Drugs such as: amiodarone, fluconazole, ketoconazole, itraconazole, cyclosporine, gemfibrozil, warfarin, verapamil, amlodipine, erythromycin, clarithromycin, ritonavir, colchicine and niacin materially increase the risk of muscle damage by statins. If possible, this combination should be avoided.
The list provided above is very far from complete, so if you take several medications and has muscle pain by statin, take a look in the package leaflet to see if there are any drug interactions that may be triggering the pain.
What about the patient who has muscle pain by statin
As there is no drug on the market as effective as statins in preventing cardiovascular disease, the decision to suspend or not the treatment should be well thought out. Drugs like ezetimibe are not as effective as statins and should not be regarded as a suitable substitute. The ezetemibe can even be used together with a statin, in order to allow a lower dosage of the latter.
The rare patients who develop severe muscle injury should definitely interrupting the treatment with statins as the health hazard is greater than the potential benefit of the drug. We treat severe myopathy and myopathy with all CK elevation greater than 10 times the reference value (CK greater than 1500-2000 U / L in most laboratories).

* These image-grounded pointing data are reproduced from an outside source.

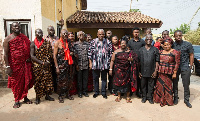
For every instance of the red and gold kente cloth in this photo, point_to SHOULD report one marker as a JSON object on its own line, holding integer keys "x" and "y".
{"x": 21, "y": 79}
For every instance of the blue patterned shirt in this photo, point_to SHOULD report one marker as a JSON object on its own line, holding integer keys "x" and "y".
{"x": 100, "y": 55}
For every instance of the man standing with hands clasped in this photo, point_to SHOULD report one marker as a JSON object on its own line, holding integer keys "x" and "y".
{"x": 187, "y": 58}
{"x": 149, "y": 58}
{"x": 99, "y": 55}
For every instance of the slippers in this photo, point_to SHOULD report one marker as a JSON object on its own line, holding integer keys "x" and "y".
{"x": 16, "y": 105}
{"x": 27, "y": 101}
{"x": 128, "y": 100}
{"x": 118, "y": 99}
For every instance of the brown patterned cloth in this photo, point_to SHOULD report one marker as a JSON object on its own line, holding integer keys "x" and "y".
{"x": 43, "y": 75}
{"x": 169, "y": 63}
{"x": 65, "y": 78}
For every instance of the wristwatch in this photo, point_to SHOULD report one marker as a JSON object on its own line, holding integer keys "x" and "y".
{"x": 7, "y": 66}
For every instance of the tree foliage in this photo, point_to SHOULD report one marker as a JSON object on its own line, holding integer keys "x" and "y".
{"x": 134, "y": 10}
{"x": 193, "y": 36}
{"x": 184, "y": 28}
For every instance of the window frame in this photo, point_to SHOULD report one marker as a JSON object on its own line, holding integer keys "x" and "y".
{"x": 7, "y": 23}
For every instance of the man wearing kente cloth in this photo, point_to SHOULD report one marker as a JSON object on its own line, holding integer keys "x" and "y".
{"x": 63, "y": 53}
{"x": 52, "y": 38}
{"x": 41, "y": 55}
{"x": 18, "y": 64}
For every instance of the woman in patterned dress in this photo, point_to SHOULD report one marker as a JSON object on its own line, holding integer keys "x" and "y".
{"x": 64, "y": 69}
{"x": 124, "y": 79}
{"x": 169, "y": 63}
{"x": 41, "y": 55}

In cases that do not fit the concept of severe myopathy, which are actually the majority, there are some strategies that can be implemented.
1. Fix problems
The first point is to identify possible drug interactions that might increase the risk of muscle injury. The combination of a statin with gemfibrozil, although not shown, is still used by some doctors, when the goal is to lower triglyceride levels. If the patient has high cholesterol and triglycerides, and statin alone are not sufficient to control values, the drug with less risk of myopathy is fenofibrate.
In addition to the review of drugs that the patient uses, it is also important an evaluation of thyroid function. In many cases, a simple optimization of treatment of hypothyroidism is sufficient to control muscle pain.
The dosage of vitamin D blood level is also shown. If the values are low, the replacement, which can be done very simply and cheaply, often ease the pain.
2. Changes in statin
With no problems to correct, the next step is to optimize treatment with statins. In patients with high doses of statins, the simple reduction of the daily dose may be sufficient. If necessary, the doctor can associate a drug like ezetimibe, so that the value of LDL cholesterol do not re-up after reducing the statin.
Doses of statins are considered moderate: 40 mg of lovastatin, pravastatin or simvastatin; 20 mg atorvastatin; or 10mg of rosuvastatin. Only patients who have already had a heart attack previously or who have very high risk of heart attack usually have indication for higher doses of statins, usually 40 mg / day of atorvastatin or 20 mg / day of rosuvastatin.
An alternative is the use of statins on alternate days. Rosuvastatin at doses up to 20 mg / day can be taken 3 times a week, which still retains a good action against LDL.
Another option is to switch statin. As mentioned above, pravastatin and fluvastatin usually have a lower incidence of myopathy and can be the solution, especially for patients taking simvastatin or lovastatin, which are the statins that most often cause muscle pain.